Embattled state Senate hopeful Julia Salazar was arrested as a teenager for allegedly impersonating and stealing from Kai Hernandez, the ex-wife of Met legend Keith Hernandez, according to multiple reports.

Charges were not ultimately pressed against the insurgent Democratic Socialist candidate, who has faced a series of increasingly bizarre controversies in recent weeks related to her background. The latest trouble concerns audio recordings that, in the view of the Florida police department, suggested Salazar once called Kai Hernandez's bank with the goal of gaining access to her personal account.

Tablet Magazine published those recordings on Thursday, and spoke with the detective who initially arrested Salazar in 2011. He continues to believe that Salazar made the phone calls, but says she was likely not charged because "a voice ID is not enough for the state attorney's office."

Initial details about Salazar's arrest were first revealed hours earlier by the Daily Mail, which obtained a defamation suit that the candidate filed against Kai Hernandez in 2013, two years after the charges were dismissed. The outlet reports that Salazar, a freshman at Columbia University at the time of the incident, was also accused of stealing $11,800 in cash, $1,175 in Pottery Barn vouchers and $950 worth of wine while house-sitting for the soon-to-be ex-couple in Jupiter, Florida.

In her libel suit, Salazar claims that Kai Hernandez had actually imitated Salazar's voice, as a means to set her up for bank fraud. The ex-wife of the current Mets broadcaster "further accused Salazar of interfering with her marriage and having an affair with Flushing favorite Keith who is 37 years her senior," according to the Daily Mail.

The claim also notes that Salazar, a family friend and neighbor of Keith Hernandez, had looked up to the former Mets all-star as a "father-figure," and was "humiliated" by his ex-wife's accusations.

A spokesperson for Salazar's campaign, Michael Kinnucan, maintains that the candidate is completely innocent, and blamed the accusations on the couple's messy divorce and a fourth person that Kai Hernandez was seeing at the time. "Kai Hernandez's bizarre and fraudulent attempts to defame and victimize Julia were recognized as baseless by the authorities, who declined to file charges," he told Gothamist.

The spokesperson added that a judge awarded Salazar $20,000 for her libel claim, most of which went toward legal fees.
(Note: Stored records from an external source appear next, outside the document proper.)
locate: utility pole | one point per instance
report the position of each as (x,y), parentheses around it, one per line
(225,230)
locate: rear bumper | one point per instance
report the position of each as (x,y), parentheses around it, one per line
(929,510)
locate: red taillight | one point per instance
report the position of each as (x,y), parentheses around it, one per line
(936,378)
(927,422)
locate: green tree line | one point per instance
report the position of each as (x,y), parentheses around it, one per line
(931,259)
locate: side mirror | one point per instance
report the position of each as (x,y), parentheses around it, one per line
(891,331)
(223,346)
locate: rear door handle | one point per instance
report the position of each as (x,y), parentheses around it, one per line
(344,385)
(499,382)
The Daily Mail notes that the defamation case was set for trial in March of 2017, "but both sides settled at the last moment."

Less than a year later, Salazar announced that she was running to unseat State Senator Martin Dilan, an eight-term incumbent whose district covers much of North Brooklyn. A surge of progressive endorsements and positive press coverage followed—much of it in the wake of fellow DSA candidate Alexandria Ocasio-Cortez's upset victory over Rep. Joe Crowley.
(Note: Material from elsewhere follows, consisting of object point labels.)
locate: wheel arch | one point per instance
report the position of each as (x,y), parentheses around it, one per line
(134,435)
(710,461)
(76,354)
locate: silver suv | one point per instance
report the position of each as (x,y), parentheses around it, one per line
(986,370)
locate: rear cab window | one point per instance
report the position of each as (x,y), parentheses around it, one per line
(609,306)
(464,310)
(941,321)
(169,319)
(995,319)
But more recently, the campaign has been dogged by repeated inconsistencies in Salazar's statements about her past. As Gothamist first reported, she spent her junior year of college actively fighting to restrict abortion services at Columbia University, despite previously claiming to have "quickly" moved left upon arriving at school. Her also website implies that she graduated from Columbia, which she did not, the NY Times reports today.

Subsequent pieces in Tablet Magazine and City and State New York alleged, respectively, that her working-class immigrant Jewish background was "largely self-created" and "deployed..to gain maximum political advantage." While some questions regarding her identity have proved difficult to untangle, it does seem that Salazar's repeated statements about being born in Colombia are untrue.

Multiple media outlets have since spoken to her mother and brother, who say that Salazar was born to a middle-class family in Florida—in a home that, apparently, neighbored Keith Hernandez's townhouse.

Salazar's opponent, Senator Martin Dilan, did not immediately respond to a request for comment.